We’ve literally and figuratel lost our minds. We’ve turned science into a religion and religion into a science. We read Moses as though he wrote a science textbook, and we read Darwin as though he wrote inspired Scripture.
We need a “meta-noia,” a repentance, a “change of mind.” We need a mind that is redeemed, renewed, transformed, and conformed to the mind of its Maker. Jesus sets our disordered minds back in order again. He not only gives us a new heart and the breath of His Spirit, He gives us a new mind – His mind, the mind of humility and death-on-a cross servanthood.

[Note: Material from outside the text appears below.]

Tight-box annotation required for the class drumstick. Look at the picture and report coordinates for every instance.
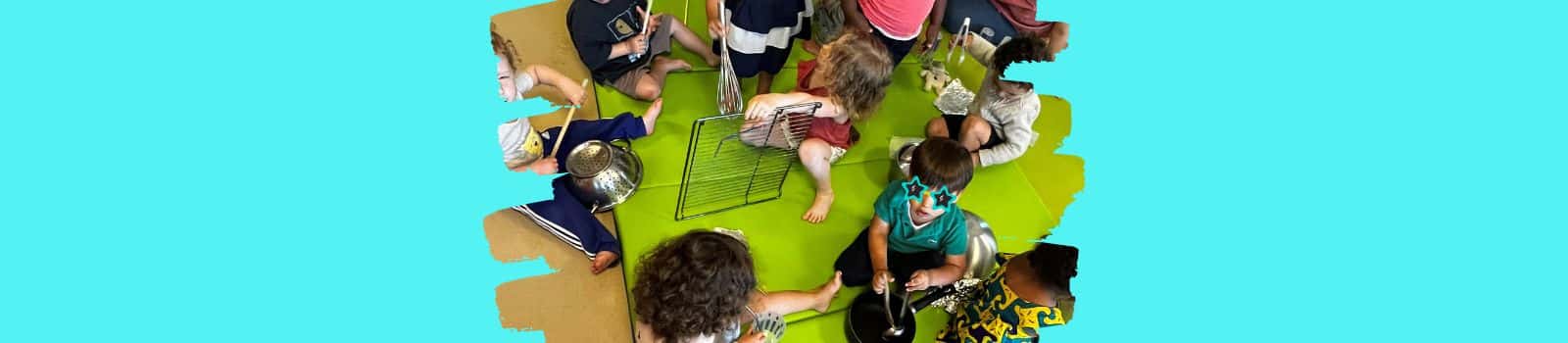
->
[643,0,654,36]
[551,78,588,155]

A mind that is open to wonder and mysteryt, alive with curiosity and creativity, filled with wisdom that gives way to prayer, praise, and thanksgiving not just in the liturgy but also in the lab.
The 16th century astronomer Johannes Kepler, who also happened to be a Lutheran, put it this way: “To do scientific research is to sample in the delight in the Divine Creator’s work and to partake of His joy.”
God made gave you a mind; Christ redeemed your mind; the Spirit sanctifies your mind and conforms it to the mind of Christ. You got your mind back. You’re in your right mind again, thanks be to God. Now go and use that mind. Love the Lord your God with all your heart, all your soul, and with all your mind.